3. Unlike Ted Stevens, Kott and Kohring are not out of the legal woods. The Department of Justice has not asked the court to dismiss the indictments against Kott and Kohring, the step that the Attorney General decided to take with Ted Stevens that ended up preventing any new trial for the ex-U.S. Senator. So the convictions of Kott and Kohring are still on the books, and even if those convictions are set aside the two former legislators could still face new trials as long as the indictments against them still stand.
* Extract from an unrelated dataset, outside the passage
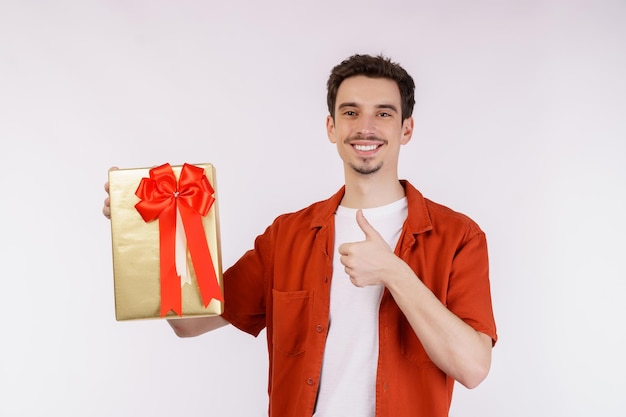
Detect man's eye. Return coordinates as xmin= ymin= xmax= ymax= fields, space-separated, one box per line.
xmin=344 ymin=111 xmax=356 ymax=116
xmin=379 ymin=112 xmax=391 ymax=117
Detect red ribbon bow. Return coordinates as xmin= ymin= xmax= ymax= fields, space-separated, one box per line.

Based on today’s developments, however, lawyers for Kott and Kohring will now move to get the indictments against their clients totally thrown out.
4. Speaking of defense attorneys, all the lawyers for the people who have been charged or fear being charged in the federal investigation are either rubbing their hands together in glee or exchanging ecstatic high fives tonight.
5. Whatever errors have been made in the course of the investigation and prosecution of these cases, the federal probe into Alaska public corruption has revealed many things involving Alaska public officials that are seamy and unseemly. Alaskans should think about what those revelations say about Alaska’s public officials and about what Alaska public life has become.
Administrative Note: Alaska Public Radio Network interviewed me this afternoon about these developments and their significance, and you can probably hear me on your favorite public radio station tomorrow (Friday) morning.